With the help of advanced ML algorithms, the data is analyzed to understand whether the business use case can be moved to an automation tool for a seamless Automation journey.
This is how AI-enabled Process Discovery ensures the success of Robotic Process Automation in specific business processes.
Benefits of AI-Enabled Process Discovery
Understanding where they should start the automation journey can be another major challenge for businesses, especially if they lack the knowledge or understanding of how RPA works. Process Discovery can provide organizations with a blueprint starting with the repetitive or basic tasks and moving toward more complex processes. Then, without human intervention, the entire system can be made fast, reliable, and cost-effective.
Here are a few benefits of Process Discovery: –
1. Increased Productivity
Process Discovery can improve existing automation efforts or bring more business processes under RPA. Automating time-consuming yet crucial functions in each business process can enhance the overall productivity of the employees. The latter can focus their attention on more value-added services while automation takes care of the less important job roles.
2. Removing Bottlenecks
One of the major responsibilities of Process Discovery is identifying the bottlenecks existing in the business processes before automation. Such bottlenecks can impede smooth workflow and cause unnecessary delays. Process Discovery uncovers every single task that can be automated and made faster without human intervention so organizations can fulfill their objectives easily.
3. Better Transparency
Process Discovery can easily make even the most complicated business processes transparent using computer vision. This awards the owners with complete visibility of how processes work so that they can improve and make those processes consistent with RPA.
4. Improved Scalability
Scaling an RPA implementation success directly depends upon data analysis which is a time-intensive task if done manually. But with the insights generated through automated Process Discovery, organizations can make intelligent decisions on which processes to automate next. As a result, the whole Process performs seamlessly with automation using minimal resources and time.
5. Risk Mitigation and Compliance
Process Discovery in RPA lets organizations identify exactly which actions are performed in a process and how it is performed. This is critical to confirm whether the compliance standards are met or not. However, such little mistakes can happen if humans are kept in the loop.

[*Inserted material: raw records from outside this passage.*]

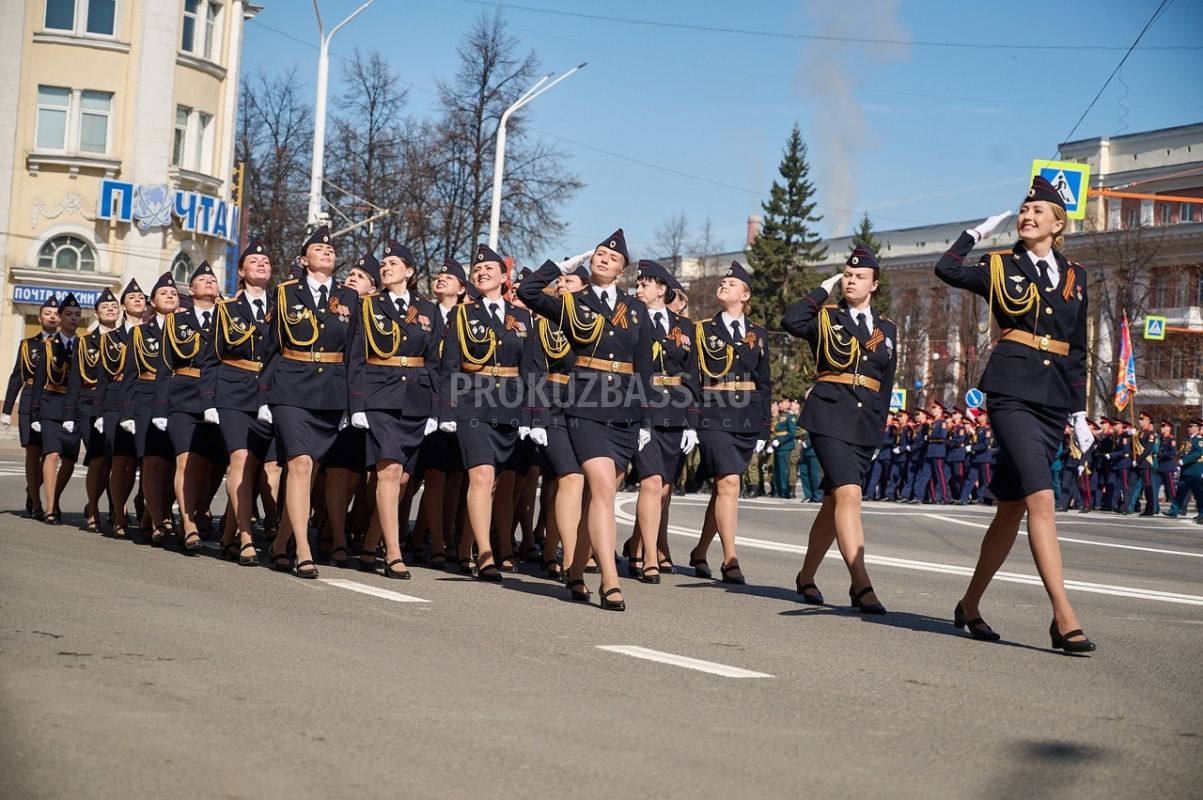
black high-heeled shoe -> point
(875, 609)
(977, 626)
(1064, 640)
(398, 574)
(612, 605)
(811, 599)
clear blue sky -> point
(911, 132)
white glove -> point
(988, 226)
(1082, 431)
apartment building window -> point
(66, 253)
(201, 28)
(193, 140)
(73, 120)
(82, 17)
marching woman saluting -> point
(1035, 381)
(485, 356)
(611, 338)
(845, 413)
(392, 397)
(736, 396)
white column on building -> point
(153, 128)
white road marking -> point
(681, 661)
(931, 567)
(1077, 541)
(363, 588)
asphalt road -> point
(134, 673)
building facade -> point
(117, 140)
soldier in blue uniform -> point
(88, 403)
(21, 383)
(1035, 381)
(144, 410)
(736, 397)
(231, 392)
(489, 355)
(671, 410)
(51, 410)
(855, 360)
(610, 383)
(306, 385)
(392, 392)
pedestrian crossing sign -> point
(1071, 181)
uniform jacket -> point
(852, 414)
(1017, 369)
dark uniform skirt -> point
(55, 439)
(392, 437)
(244, 431)
(662, 456)
(306, 432)
(481, 443)
(1029, 437)
(614, 440)
(724, 452)
(841, 461)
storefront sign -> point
(154, 205)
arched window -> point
(66, 253)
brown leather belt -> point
(1042, 343)
(397, 361)
(602, 365)
(244, 363)
(849, 379)
(312, 356)
(492, 372)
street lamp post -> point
(495, 217)
(319, 112)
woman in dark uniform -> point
(855, 357)
(51, 409)
(736, 395)
(673, 409)
(84, 396)
(485, 356)
(306, 385)
(144, 415)
(611, 336)
(231, 392)
(392, 397)
(1035, 380)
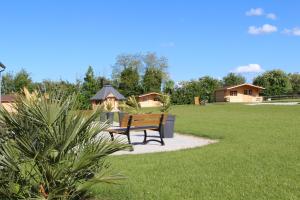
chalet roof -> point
(105, 91)
(8, 98)
(241, 85)
(150, 93)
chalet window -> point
(248, 92)
(233, 93)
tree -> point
(152, 80)
(130, 82)
(275, 82)
(88, 89)
(21, 80)
(208, 86)
(51, 151)
(295, 82)
(185, 93)
(123, 62)
(48, 86)
(155, 73)
(8, 85)
(147, 70)
(233, 79)
(169, 87)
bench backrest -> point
(143, 120)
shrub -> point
(51, 151)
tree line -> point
(134, 74)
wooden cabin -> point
(107, 95)
(8, 102)
(246, 93)
(149, 100)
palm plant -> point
(51, 151)
(131, 106)
(166, 102)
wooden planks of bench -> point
(140, 122)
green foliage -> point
(208, 86)
(256, 157)
(169, 87)
(16, 82)
(295, 82)
(233, 79)
(129, 82)
(166, 103)
(88, 89)
(131, 106)
(152, 80)
(203, 88)
(275, 82)
(137, 73)
(124, 61)
(8, 85)
(48, 86)
(51, 151)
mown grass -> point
(257, 157)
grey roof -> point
(105, 91)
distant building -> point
(107, 95)
(239, 93)
(149, 100)
(8, 102)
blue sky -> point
(59, 39)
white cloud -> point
(255, 12)
(260, 12)
(265, 29)
(251, 68)
(271, 16)
(294, 31)
(168, 45)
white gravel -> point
(276, 103)
(179, 142)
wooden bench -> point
(140, 122)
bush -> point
(51, 151)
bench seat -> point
(140, 122)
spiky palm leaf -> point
(52, 151)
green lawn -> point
(257, 157)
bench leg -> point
(145, 137)
(128, 137)
(161, 139)
(112, 136)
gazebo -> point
(107, 95)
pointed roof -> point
(244, 84)
(105, 91)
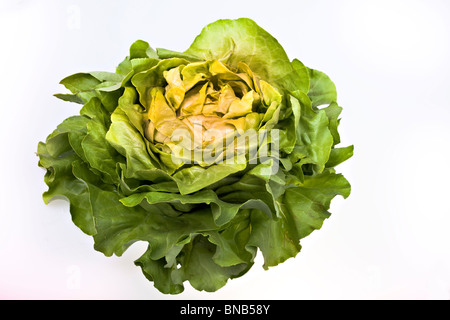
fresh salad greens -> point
(208, 155)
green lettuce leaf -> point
(277, 132)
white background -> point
(389, 61)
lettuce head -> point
(207, 155)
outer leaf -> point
(233, 41)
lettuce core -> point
(209, 155)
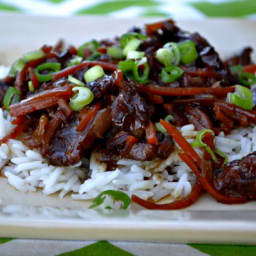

Hence, automating these steps ensures the regulatory compliance is observed. This eventually saves owners from costly penalties for violating compliance rules.
6. Maximized ROI
When AI technology is used for Process Discovery, it is possible to capture empirical data needed for better business process maps. For example, user keystrokes cover all process exceptions and variations and provide visibility and options to scale; hence, capturing granular data helps enterprises easily identify minor nuances in the existing processes and automate those processes accordingly. This ensures maximized expected ROI from the Automation program.
7. Competitive Advantage
Since 80% of companies are still using manual process mapping, as per reports, switching to Automated Process Discovery will give your venture a competitive edge over other players in the market.
Conclusion
The enterprise-wide Robotic Process Automation objective will never be realized until the companies successfully implement automation in some business processes and lay the foundation for future process transitions. And the whole journey depends directly on comprehensive data, which, when handled manually, will paint half the picture of reality. Process Discovery in RPA captures granular data, usually overlooked by humans, and presents an accurate analysis of how each Process works minus human bias. This real-time, accurate data and analytics eventually help enterprises start their automation journey at scale and generate good ROI on RPA.